This volume contains seven expository articles and concerns three facets of Riemann–Finsler geometry that have undergone important recent developments:

• 1. The concept of volumes on normed spaces and Finsler manifolds, and crystalline motion by mean curvature in phase transitions.

• 2. The essential role played by Finsler metrics in complex manifold theory, together with the resolution of the Kobayashi conjecture and a special case of the Green–Griffiths conjecture.

• 3. The significance of the flag, Ricci, and S-curvatures of Finsler metrics, as well as the Sphere Theorem for nonreversible Finsler structures.

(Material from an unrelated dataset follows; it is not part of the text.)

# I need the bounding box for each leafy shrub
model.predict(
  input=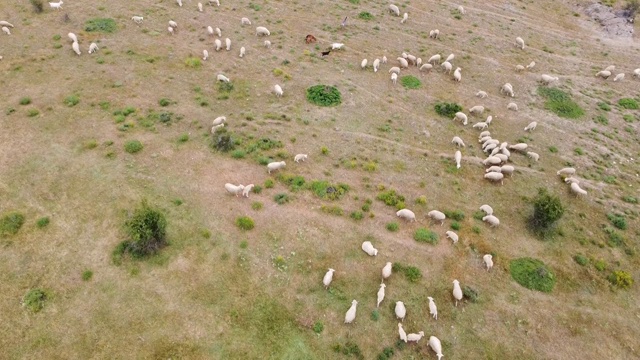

Conspicuously absent from the above are two highly geometrical areas: Bryant's use of exterior differential systems to understand Finsler metrics of constant flag curvature, and Foulon's dynamical systems approach to Finsler geometry. They are not included here because reasonable expositions already exist in a special Chern issue of the Houston Journal of Mathematics 28 (2002), 221–262 (Bryant) and 263–292 (Foulon). Our goal is to render the aforementioned developments accessible to the differential geometry community at large. It is not our intention to present an encyclopedic picture of the field. What we do covet are concrete examples, instructive graphics, meaningful computations, and care in organizing technical arguments. The resulting articles appear to have met these criteria at an aboveaverage level.

All the articles have been refereed. In fact, a total of 26 referee reports were obtained, some addressing the mathematics, others critiquing expository matters. After a few rounds of revision, each article was line-edited by at least one mathematician who is not familiar with the topic in question, in the hope that this would uncover most typographical mistakes.